For many years, acrylic cement has been regarded as the unique available means for a long term and secure fixation of components in hip arthroplasty. A new generation of uncemented implants coated in hydroxyapatite (HA) has arisen since the mid-1980s, aiming to provide a “biological interface” between metal and surrounding bone, and thus the hydroxyapatite interface was defined some years ago as a distinct entity from both cemented and “plain porous” fixation. Based upon our 20-year experience with the HA Omnifit stem, this paper aims to discuss the efficiency of hydroxyapatite as a means of fixation for femoral components in hip arthroplasty, then examine whether the addition of a calcium phosphate layer induces any adverse effects, and finally make comparisons between HA-coated versus porous hip stems reported in the literature.

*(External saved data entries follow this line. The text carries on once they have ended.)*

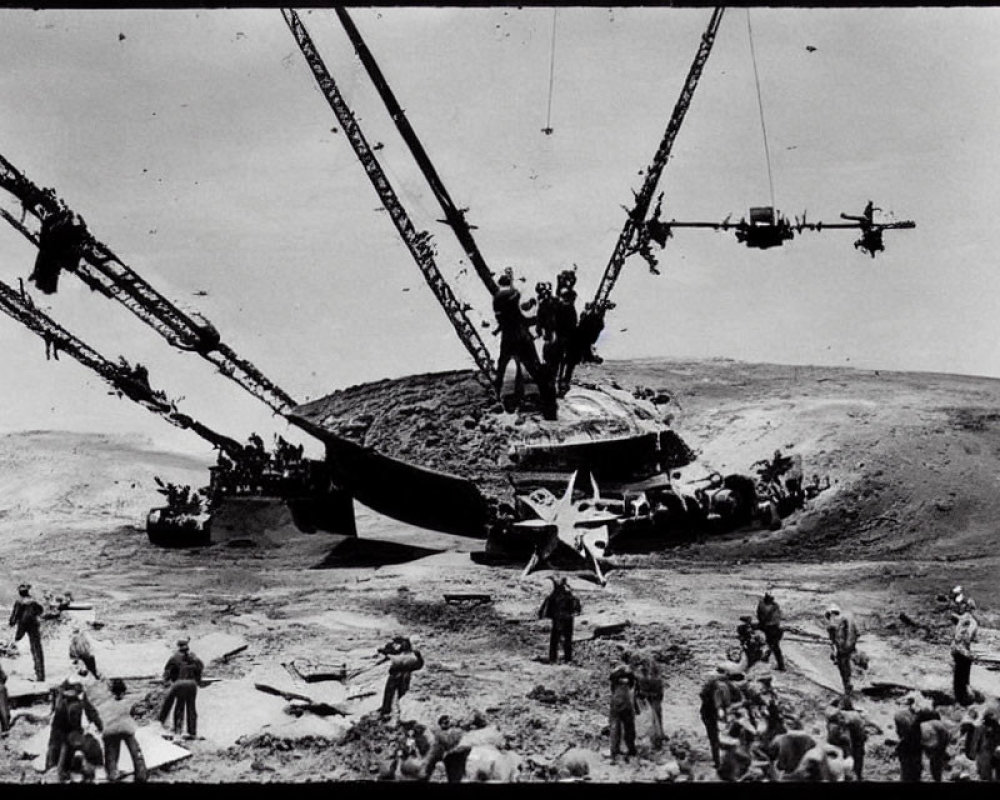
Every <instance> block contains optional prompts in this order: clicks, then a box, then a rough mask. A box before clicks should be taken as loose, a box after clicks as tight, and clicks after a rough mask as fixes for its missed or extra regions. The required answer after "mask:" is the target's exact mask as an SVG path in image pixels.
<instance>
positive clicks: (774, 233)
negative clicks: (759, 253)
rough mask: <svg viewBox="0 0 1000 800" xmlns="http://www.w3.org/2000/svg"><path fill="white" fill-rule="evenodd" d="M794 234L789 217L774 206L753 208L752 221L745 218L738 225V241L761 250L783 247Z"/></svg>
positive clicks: (752, 213) (740, 242) (768, 206)
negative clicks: (780, 212) (775, 209)
mask: <svg viewBox="0 0 1000 800" xmlns="http://www.w3.org/2000/svg"><path fill="white" fill-rule="evenodd" d="M794 236H795V232H794V231H793V230H792V226H791V223H789V221H788V218H787V217H785V216H782V215H780V214H779V213H778V212H776V211H775V210H774V208H773V207H772V206H758V207H755V208H751V209H750V222H747V221H746V219H745V218H744V219H741V220H740V221H739V223H738V224H737V226H736V241H738V242H740V243H741V244H745V245H746V246H747V247H755V248H757V249H759V250H767V249H768V248H769V247H781V245H782V244H784V243H785V242H787V241H788V240H790V239H792V238H794Z"/></svg>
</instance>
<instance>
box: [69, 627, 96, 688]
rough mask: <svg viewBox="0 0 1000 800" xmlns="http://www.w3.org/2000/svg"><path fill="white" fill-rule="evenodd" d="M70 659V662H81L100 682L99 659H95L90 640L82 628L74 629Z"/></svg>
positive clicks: (70, 649) (71, 645) (87, 671)
mask: <svg viewBox="0 0 1000 800" xmlns="http://www.w3.org/2000/svg"><path fill="white" fill-rule="evenodd" d="M69 658H70V661H79V662H81V663H82V664H83V665H84V666H85V667H86V668H87V672H89V673H90V674H91V675H93V676H94V677H95V678H97V679H98V680H100V678H101V676H100V675H99V674H98V672H97V659H96V658H94V652H93V650H91V649H90V640H89V639H88V638H87V634H86V633H84V631H83V629H82V628H79V627H77V628H74V629H73V638H72V639H70V640H69Z"/></svg>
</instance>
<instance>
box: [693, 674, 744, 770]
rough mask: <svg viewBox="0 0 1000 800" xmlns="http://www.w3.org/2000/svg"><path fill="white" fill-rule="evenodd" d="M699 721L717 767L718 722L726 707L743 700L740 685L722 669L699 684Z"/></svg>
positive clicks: (720, 720)
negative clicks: (702, 682)
mask: <svg viewBox="0 0 1000 800" xmlns="http://www.w3.org/2000/svg"><path fill="white" fill-rule="evenodd" d="M699 698H700V699H701V708H700V710H699V713H700V715H701V721H702V722H703V723H704V724H705V733H706V734H707V735H708V747H709V749H710V750H711V752H712V763H713V764H715V768H716V770H718V769H719V764H720V761H719V744H720V740H719V723H720V722H725V721H726V719H727V717H728V709H729V708H730V707H731V706H733V705H734V704H735V703H739V702H741V701H742V700H743V692H742V691H740V687H739V686H737V685H736V684H735V683H734V682H733V681H731V680H730V679H729V678H728V677H726V675H725V674H724V673H723V672H722V670H721V669H720V670H718V671H717V672H716V674H714V675H712V676H710V677H709V678H708V679H707V680H706V681H705V682H704V683H703V684H702V686H701V692H700V693H699Z"/></svg>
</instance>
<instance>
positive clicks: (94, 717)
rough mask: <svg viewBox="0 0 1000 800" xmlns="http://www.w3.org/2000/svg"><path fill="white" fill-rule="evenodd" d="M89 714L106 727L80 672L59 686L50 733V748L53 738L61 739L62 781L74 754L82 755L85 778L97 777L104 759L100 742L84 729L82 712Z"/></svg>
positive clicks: (66, 680)
mask: <svg viewBox="0 0 1000 800" xmlns="http://www.w3.org/2000/svg"><path fill="white" fill-rule="evenodd" d="M84 714H86V715H87V719H89V720H90V721H91V722H92V723H94V725H96V726H97V730H98V731H103V730H104V725H103V723H102V722H101V716H100V714H98V712H97V709H96V708H94V705H93V703H91V701H90V698H89V697H88V696H87V693H86V692H85V691H84V688H83V681H82V680H81V678H80V676H79V675H70V676H69V677H68V678H67V679H66V680H65V681H63V683H62V684H61V685H60V687H59V691H58V695H57V697H56V701H55V708H54V710H53V713H52V732H51V735H50V739H49V742H50V751H51V750H52V749H54V748H53V747H52V743H53V742H58V747H59V755H58V761H57V764H58V768H59V782H60V783H67V782H68V781H69V779H70V770H71V768H72V765H73V759H74V756H75V755H76V754H77V753H80V755H81V756H82V771H83V779H84V780H85V781H87V782H90V781H93V780H94V775H95V773H96V767H97V766H98V765H99V764H100V763H101V760H102V759H101V753H100V745H99V744H97V742H96V740H93V737H88V736H87V735H86V734H85V733H84V732H83V715H84Z"/></svg>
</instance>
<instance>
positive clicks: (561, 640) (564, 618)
mask: <svg viewBox="0 0 1000 800" xmlns="http://www.w3.org/2000/svg"><path fill="white" fill-rule="evenodd" d="M550 580H551V581H552V591H551V592H550V593H549V596H548V597H546V598H545V600H544V601H543V602H542V605H541V608H539V609H538V618H539V619H546V618H548V619H551V620H552V633H551V634H550V636H549V663H550V664H555V663H556V661H557V660H558V657H559V643H560V642H562V647H563V660H564V661H566V662H571V661H572V660H573V617H574V616H576V615H577V614H579V613H580V611H581V608H582V607H581V605H580V599H579V598H578V597H577V596H576V595H575V594H573V591H572V589H570V588H569V581H568V580H566V578H565V577H562V578H554V577H551V576H550Z"/></svg>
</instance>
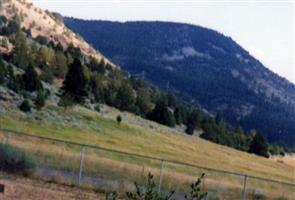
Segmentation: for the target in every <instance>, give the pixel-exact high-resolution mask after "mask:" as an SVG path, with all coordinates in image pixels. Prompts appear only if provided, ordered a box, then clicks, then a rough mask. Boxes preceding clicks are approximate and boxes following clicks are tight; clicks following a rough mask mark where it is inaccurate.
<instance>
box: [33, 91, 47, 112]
mask: <svg viewBox="0 0 295 200" xmlns="http://www.w3.org/2000/svg"><path fill="white" fill-rule="evenodd" d="M46 96H47V95H46V92H45V91H44V90H38V92H37V97H36V99H35V105H36V107H37V109H38V110H41V108H42V107H44V106H45V101H46Z"/></svg>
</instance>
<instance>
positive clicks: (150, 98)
mask: <svg viewBox="0 0 295 200" xmlns="http://www.w3.org/2000/svg"><path fill="white" fill-rule="evenodd" d="M135 105H136V107H137V108H138V112H139V114H140V115H142V116H146V115H147V114H148V113H150V112H151V111H152V103H151V98H150V93H149V91H148V89H147V88H139V89H138V91H137V98H136V103H135Z"/></svg>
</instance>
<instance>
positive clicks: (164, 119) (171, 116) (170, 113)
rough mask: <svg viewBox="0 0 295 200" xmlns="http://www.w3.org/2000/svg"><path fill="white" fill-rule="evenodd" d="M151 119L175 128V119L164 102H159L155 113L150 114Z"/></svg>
mask: <svg viewBox="0 0 295 200" xmlns="http://www.w3.org/2000/svg"><path fill="white" fill-rule="evenodd" d="M149 119H151V120H153V121H156V122H158V123H160V124H164V125H167V126H170V127H174V126H175V119H174V115H173V114H172V112H171V111H170V110H169V108H168V106H167V104H166V103H165V102H164V101H158V102H157V104H156V106H155V108H154V109H153V111H152V112H151V113H150V114H149Z"/></svg>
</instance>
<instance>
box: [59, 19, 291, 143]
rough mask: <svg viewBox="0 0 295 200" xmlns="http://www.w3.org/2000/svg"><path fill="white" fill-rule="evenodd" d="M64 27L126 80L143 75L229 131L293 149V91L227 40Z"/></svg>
mask: <svg viewBox="0 0 295 200" xmlns="http://www.w3.org/2000/svg"><path fill="white" fill-rule="evenodd" d="M65 23H66V25H67V26H68V27H70V28H71V29H72V30H74V31H76V32H77V33H79V34H80V35H82V36H83V37H84V38H85V39H86V40H87V41H88V42H89V43H91V44H93V45H94V47H95V48H96V49H99V50H100V51H101V52H102V53H104V54H105V55H107V56H108V57H110V58H111V59H112V61H113V62H114V63H116V64H117V65H119V66H121V67H122V69H124V70H126V71H128V72H129V73H130V74H144V75H145V78H146V80H148V81H150V82H152V83H153V84H155V85H157V86H159V87H160V88H162V89H169V90H172V91H173V92H174V93H176V94H177V96H179V97H181V98H182V99H184V100H185V101H186V102H188V103H189V104H191V105H196V106H197V107H201V108H205V109H206V110H208V111H209V112H210V113H213V114H214V115H219V116H221V117H222V118H224V119H225V120H226V121H227V122H229V123H230V124H232V125H233V126H238V125H240V126H242V127H243V128H244V129H245V130H247V131H249V130H250V129H252V128H256V129H257V130H259V131H260V132H261V133H263V134H264V135H265V136H266V137H267V139H268V140H269V141H271V142H272V143H282V142H283V143H286V144H288V145H290V146H294V145H295V134H294V133H295V86H294V85H293V84H292V83H290V82H288V81H287V80H285V79H283V78H281V77H279V76H278V75H276V74H275V73H273V72H271V71H270V70H268V69H267V68H266V67H265V66H264V65H263V64H262V63H260V62H259V61H258V60H257V59H255V58H254V57H252V56H251V55H250V54H249V53H248V52H247V51H246V50H244V49H243V48H242V47H240V46H239V45H238V44H237V43H236V42H235V41H233V40H232V39H231V38H230V37H227V36H224V35H223V34H221V33H218V32H216V31H214V30H210V29H207V28H203V27H200V26H194V25H189V24H180V23H169V22H167V23H166V22H126V23H119V22H109V21H92V20H79V19H73V18H65Z"/></svg>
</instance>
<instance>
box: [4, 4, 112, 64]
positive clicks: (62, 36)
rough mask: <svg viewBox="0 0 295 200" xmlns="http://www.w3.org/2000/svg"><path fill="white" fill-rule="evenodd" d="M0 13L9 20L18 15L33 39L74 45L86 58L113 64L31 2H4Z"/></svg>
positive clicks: (21, 25) (23, 25)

With respect to fixation of femoral components in hip arthroplasty we report excellent results from the partially coated HA Omnifit stem in our series, with 99.20% of survival rate at 17-year follow-up, these results being consistent and similar to other HA series in the literature. HA “uncemented” fixation can therefore be considered reliable and efficient. Furthermore, two decades of hydroxyapatite coatings have resulted in the identification of no major adverse effects. In fact calcium phosphate ions participate in the physiological turn-over of bone remodelling, and the HA coating is replaced by new bone formation without any fibrous tissue layer. Since HA particles are biodegradable and do not produce any inflammatory reaction in the surrounding bone, fears of osteolysis or third body wear due to HA debris have not been confirmed. Finally, comparison between HA versus plain porous femoral components through the literature has demonstrated better results with HA than porous alone both in terms of the quantity and quality of bone remodelling, and the potential migration and subsidence of the stem.